Challenge 8: What’s really UP, doc?
Prerequisites
- Connect to the GKE cluster from the Cloud Shell terminal by pasting the following command.
$GKE_CONNECTION_STRING ## This should print out the connection string command that will give your terminal credentials to connect to the GKE cluster
- Deploy a new frontend version (your devs have made a change and you want to have a new version running alongside the old one)
kubectl apply -f <(curl -s https://raw.githubusercontent.com/MKand/movie-guru/refs/heads/ghack-sre/k8s/frontend-v2.yaml)
-
Reset the backend server
Note: With this command we’re priming the backend that generates metrics to behave in a specific way. This simulates your colleagues making some changes that might have broken/fixed a few things.
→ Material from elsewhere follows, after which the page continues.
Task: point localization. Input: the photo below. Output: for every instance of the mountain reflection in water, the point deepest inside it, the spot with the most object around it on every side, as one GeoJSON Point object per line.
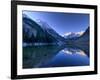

## Check if the BACKEND_ADDRESS env variable is set in your environment before you do this. curl -X POST \ -H "Content-Type: application/json" \ -d '{ "ChatSuccess": 0.95, "ChatSafetyIssue": 0.1, "ChatEngaged": 0.70, "ChatAcknowledged": 0.15, "ChatRejected": 0.05, "ChatUnclassified": 0.1, "ChatSPositive": 0.6, "ChatSNegative": 0.1, "ChatSNeutral": 0.2, "ChatSUnclassified": 0.1, "LoginSuccess": 0.999, "StartupSuccess": 0.95, "PrefUpdateSuccess": 0.99, "PrefGetSuccess": 0.999, "LoginLatencyMinMS": 10, "LoginLatencyMaxMS": 200, "ChatLatencyMinMS": 906, "ChatLatencyMaxMS": 4683, "StartupLatencyMinMS": 400, "StartupLatencyMaxMS": 1000, "PrefGetLatencyMinMS": 153, "PrefGetLatencyMaxMS": 348, "PrefUpdateLatencyMinMS": 363, "PrefUpdateLatencyMaxMS": 645 }' \ $BACKEND_ADDRESS/phase
Introduction
The Calm Before the Storm: You settle in for another day of SRE serenity, casually monitoring the dashboards and basking in the glow of Movie Guru’s stable performance. Suddenly, your peaceful morning is shattered by a frantic colleague from customer support.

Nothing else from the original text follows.